Los bailarines de Termini Underground han actuado en espectáculos callejeros, en festivales, en televisión y en los escenarios de algunos de los teatros más prestigiosos de Roma. Un medio de comunicación italiano definió el espectáculo que hicieron el año pasado en el teatro de Roma Brancaccio como una "actuación creativa espectacular llevada a cabo por unos jóvenes internacionales". Actualmente están ensayando para actuar en el Teatro Sala Umberto, otro famoso teatro de Roma que los acogerá este mes.

"Estoy muy contento de tener esta oportunidad", dice Juru, de Ruanda, quien con solo 24 años ya es un experimentado bailarín con muchas actuaciones a sus espaldas. "He pisado muchos escenarios gracias a Termini Underground. Estoy contento porque el espectáculo es algo que sentimos muy nuestro".

Juru llegó a Italia huyendo de las masacres de la década de los 90 en su país natal. Aquí tiene el estatus de refugiado político. "Oí hablar de Termini Underground en la escuela. Alguien mencionó un lugar donde podías bailar gratis y pensé que podía probarlo", comenta.
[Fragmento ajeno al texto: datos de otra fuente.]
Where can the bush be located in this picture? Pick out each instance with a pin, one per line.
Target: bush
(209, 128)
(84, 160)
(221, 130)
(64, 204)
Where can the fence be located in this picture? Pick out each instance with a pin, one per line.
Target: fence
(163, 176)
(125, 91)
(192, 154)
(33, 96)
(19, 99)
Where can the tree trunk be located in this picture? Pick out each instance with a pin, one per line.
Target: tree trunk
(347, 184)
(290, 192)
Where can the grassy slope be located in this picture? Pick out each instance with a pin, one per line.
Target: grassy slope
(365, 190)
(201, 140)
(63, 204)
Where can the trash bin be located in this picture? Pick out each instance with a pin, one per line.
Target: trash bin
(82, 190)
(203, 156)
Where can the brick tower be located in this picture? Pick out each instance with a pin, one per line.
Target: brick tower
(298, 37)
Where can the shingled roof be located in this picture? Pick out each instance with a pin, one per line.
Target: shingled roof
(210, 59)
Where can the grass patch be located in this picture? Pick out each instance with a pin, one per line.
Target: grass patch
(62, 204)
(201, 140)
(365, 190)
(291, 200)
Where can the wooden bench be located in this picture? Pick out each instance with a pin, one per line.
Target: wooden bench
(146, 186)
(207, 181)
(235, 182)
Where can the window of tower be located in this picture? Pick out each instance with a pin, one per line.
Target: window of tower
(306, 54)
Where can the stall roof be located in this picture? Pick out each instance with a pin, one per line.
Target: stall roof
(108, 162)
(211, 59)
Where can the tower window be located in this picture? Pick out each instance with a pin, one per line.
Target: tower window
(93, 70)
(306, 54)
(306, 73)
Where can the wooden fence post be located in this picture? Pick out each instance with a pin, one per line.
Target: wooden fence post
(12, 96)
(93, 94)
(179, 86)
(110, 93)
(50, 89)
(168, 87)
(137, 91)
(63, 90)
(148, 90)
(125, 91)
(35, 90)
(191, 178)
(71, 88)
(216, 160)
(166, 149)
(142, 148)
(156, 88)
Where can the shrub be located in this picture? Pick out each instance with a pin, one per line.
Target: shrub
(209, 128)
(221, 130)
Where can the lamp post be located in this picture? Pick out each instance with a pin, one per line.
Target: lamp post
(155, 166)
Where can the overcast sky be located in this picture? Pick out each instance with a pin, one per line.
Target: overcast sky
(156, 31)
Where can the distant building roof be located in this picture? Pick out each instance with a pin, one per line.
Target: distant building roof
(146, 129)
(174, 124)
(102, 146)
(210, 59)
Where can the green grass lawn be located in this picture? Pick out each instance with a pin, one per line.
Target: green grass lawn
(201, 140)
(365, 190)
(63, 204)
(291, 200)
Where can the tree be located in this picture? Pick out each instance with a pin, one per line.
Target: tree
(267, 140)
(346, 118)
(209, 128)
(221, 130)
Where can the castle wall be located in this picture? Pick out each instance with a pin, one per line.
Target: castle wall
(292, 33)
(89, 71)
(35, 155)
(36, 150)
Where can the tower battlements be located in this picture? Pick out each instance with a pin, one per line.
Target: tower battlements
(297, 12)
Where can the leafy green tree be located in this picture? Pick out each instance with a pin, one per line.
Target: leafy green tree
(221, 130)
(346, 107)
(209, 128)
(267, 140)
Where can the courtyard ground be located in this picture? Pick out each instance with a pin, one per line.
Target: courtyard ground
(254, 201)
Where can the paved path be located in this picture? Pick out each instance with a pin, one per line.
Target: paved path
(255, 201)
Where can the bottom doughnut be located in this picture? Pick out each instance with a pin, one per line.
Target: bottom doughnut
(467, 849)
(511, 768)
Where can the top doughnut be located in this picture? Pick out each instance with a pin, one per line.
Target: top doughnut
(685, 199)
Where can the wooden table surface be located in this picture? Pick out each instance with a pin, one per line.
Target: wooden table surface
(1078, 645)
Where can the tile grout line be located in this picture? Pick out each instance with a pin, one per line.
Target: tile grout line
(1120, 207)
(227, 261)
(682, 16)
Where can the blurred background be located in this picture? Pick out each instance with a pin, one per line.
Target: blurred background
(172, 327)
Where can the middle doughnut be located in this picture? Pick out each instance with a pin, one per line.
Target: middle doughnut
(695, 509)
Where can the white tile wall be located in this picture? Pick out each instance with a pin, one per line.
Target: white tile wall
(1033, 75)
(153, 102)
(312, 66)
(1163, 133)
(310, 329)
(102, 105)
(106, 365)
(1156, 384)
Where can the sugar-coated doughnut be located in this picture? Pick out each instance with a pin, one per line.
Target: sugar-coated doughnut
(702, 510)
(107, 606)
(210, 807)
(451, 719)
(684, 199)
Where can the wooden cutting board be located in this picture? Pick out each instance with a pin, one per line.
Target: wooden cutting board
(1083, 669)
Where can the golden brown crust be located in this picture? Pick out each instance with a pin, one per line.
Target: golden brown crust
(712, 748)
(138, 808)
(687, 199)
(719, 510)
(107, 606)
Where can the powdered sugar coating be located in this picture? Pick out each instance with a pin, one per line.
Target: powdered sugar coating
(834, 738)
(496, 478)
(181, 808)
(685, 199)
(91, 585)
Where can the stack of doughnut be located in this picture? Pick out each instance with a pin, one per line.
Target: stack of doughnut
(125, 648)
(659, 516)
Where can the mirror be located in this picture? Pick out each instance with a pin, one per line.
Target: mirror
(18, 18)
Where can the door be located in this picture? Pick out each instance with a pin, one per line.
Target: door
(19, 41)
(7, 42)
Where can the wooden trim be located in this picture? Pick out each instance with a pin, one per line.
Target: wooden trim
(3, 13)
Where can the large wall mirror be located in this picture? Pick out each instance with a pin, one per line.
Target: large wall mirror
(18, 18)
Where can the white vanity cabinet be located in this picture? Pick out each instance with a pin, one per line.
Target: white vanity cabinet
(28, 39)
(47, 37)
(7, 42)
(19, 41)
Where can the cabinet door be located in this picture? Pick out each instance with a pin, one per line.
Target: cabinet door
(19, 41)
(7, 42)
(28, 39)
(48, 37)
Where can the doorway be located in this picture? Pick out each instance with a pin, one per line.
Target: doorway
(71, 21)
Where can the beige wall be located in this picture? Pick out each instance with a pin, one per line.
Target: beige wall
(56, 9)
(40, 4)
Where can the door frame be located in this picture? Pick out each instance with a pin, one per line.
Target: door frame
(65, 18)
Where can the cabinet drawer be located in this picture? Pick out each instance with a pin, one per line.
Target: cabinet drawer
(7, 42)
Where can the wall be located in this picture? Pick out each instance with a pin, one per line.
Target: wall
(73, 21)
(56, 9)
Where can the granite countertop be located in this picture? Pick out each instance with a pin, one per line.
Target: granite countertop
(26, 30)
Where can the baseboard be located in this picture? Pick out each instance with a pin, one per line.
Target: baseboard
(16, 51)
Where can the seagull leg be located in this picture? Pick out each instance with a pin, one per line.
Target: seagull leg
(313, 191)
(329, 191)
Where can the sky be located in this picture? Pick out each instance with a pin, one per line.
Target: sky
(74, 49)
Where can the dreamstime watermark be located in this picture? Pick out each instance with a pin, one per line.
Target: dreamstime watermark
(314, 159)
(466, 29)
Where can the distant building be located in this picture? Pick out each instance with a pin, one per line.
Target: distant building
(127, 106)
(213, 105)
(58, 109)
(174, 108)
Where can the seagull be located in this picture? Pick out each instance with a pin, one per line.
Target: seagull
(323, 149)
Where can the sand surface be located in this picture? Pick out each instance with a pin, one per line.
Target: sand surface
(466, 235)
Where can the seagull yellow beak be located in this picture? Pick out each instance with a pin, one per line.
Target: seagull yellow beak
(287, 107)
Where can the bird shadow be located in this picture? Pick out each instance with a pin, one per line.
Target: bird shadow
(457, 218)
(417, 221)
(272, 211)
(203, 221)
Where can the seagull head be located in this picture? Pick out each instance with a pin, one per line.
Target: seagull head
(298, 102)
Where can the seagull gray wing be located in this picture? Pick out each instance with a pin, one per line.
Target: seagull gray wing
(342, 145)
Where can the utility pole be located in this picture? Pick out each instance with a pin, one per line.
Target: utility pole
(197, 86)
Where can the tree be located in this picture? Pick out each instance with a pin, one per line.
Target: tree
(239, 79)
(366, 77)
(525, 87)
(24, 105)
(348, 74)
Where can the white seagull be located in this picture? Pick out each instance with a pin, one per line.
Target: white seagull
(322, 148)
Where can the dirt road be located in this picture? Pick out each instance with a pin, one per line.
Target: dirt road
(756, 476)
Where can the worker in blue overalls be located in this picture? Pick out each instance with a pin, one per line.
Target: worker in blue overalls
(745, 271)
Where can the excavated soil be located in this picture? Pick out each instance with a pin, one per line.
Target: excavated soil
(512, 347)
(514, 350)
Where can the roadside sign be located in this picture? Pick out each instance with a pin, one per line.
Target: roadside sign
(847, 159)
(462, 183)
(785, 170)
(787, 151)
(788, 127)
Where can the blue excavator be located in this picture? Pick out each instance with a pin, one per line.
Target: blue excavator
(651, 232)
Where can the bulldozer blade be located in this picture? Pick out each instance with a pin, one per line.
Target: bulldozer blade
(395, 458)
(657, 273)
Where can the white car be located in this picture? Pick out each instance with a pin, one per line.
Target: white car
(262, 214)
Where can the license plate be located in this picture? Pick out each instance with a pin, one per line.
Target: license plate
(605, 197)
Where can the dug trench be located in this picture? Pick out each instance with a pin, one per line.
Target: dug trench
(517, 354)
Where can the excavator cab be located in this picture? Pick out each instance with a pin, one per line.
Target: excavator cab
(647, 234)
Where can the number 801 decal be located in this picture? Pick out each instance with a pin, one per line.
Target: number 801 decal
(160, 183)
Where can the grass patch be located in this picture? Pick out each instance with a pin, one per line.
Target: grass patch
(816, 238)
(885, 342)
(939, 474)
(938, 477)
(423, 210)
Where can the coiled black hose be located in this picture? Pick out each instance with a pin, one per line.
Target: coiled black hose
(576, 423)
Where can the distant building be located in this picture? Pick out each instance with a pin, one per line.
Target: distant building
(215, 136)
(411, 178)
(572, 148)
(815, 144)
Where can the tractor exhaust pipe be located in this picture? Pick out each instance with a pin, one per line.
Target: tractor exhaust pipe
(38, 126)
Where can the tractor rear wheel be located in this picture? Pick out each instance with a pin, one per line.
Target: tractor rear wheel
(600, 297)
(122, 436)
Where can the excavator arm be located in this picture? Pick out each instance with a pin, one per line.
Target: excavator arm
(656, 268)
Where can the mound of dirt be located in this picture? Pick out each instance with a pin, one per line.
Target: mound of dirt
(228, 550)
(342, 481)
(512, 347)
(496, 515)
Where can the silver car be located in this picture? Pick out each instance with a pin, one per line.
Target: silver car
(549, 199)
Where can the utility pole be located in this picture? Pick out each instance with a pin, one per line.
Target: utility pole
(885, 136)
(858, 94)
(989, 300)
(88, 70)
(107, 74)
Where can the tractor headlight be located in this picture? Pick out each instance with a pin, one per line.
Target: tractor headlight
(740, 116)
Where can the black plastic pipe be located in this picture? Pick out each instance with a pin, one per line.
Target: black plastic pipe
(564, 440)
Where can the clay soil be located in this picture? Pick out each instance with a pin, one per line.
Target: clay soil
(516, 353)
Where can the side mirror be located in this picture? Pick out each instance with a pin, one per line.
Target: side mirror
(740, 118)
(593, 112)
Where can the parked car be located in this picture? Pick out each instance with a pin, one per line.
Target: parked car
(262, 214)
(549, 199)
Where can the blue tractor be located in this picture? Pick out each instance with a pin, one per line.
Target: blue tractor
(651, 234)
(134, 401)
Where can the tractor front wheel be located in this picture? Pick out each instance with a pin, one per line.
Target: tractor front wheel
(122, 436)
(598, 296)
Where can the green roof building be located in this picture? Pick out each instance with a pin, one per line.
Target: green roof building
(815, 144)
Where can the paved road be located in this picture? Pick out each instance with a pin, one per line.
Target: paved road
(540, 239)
Seis años después, Juru no solo baila muchísimo mejor, sino que además ha hecho un montón de amigos nuevos. "Este grupo es parte de mí", añade. "Es mi familia".

Juru, Jorge Luis, Sinan y todos los demás artistas de Termini Underground siguen bailando por la integración de los jóvenes que llegan a Italia. Cualquier persona que quiera puede unirse a ellos. Simplemente que suba el volumen de la música y salga a la pista.